W głównej walce wieczoru, gali boksu zawodowego w Rzeszowie "Wojak Boxing Night", w wadze ciężkiej spotkali się Artur Szpilka i Taras Bidienko z Ukrainy. Pojedynek zakontraktowany był na dziesięć rund, ale zakończył się zwycięstwem Polaka już po pierwszym starciu.
Bidienko w pierwszej rundzie doznał kontuzji kolana i po przerwie nie był w stanie kontynuować walki. Była to czternasta wygrana Szpilki, a jedenasta przed czasem. Polak, który jest niepokonany na zawodowym ringu, był niepocieszony. Podobnie niezadowoleni byli kibice, licznie zgromadzeni w hali Podpromie, którzy narzekali na tak szybki i nieoczekiwany finał tej konfrontacji Polaka z pięściarzem z Ukrainy.

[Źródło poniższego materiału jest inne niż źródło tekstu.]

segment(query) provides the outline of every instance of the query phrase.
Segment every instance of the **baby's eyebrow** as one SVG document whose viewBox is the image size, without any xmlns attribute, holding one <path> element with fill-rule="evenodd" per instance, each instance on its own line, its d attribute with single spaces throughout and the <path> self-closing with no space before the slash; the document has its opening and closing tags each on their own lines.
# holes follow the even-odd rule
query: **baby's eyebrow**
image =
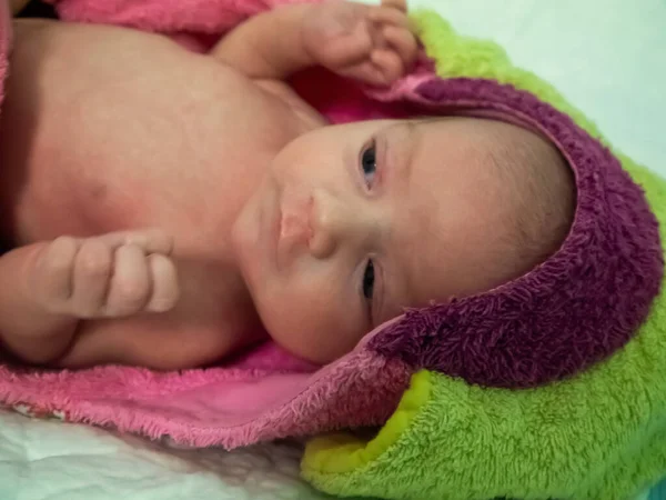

W innym ciekawym pojedynku wieczoru Paweł Kołodziej, w wadze junior ciężkiej, wygrał jednogłośnie na punkty z Richardem Hallem z Jamajki. Walka zakontraktowana była na osiem rund. Rywal Polaka, były mistrz świata WBA, znajdował się w dużych tarapatach i nokaut wisiał w powietrzu. W czwartej rundzie Jamajczyk padł na matę, ale dotrwał do końca. Kołodziej odniósł w Rzeszowie 31. zwycięstwo w karierze.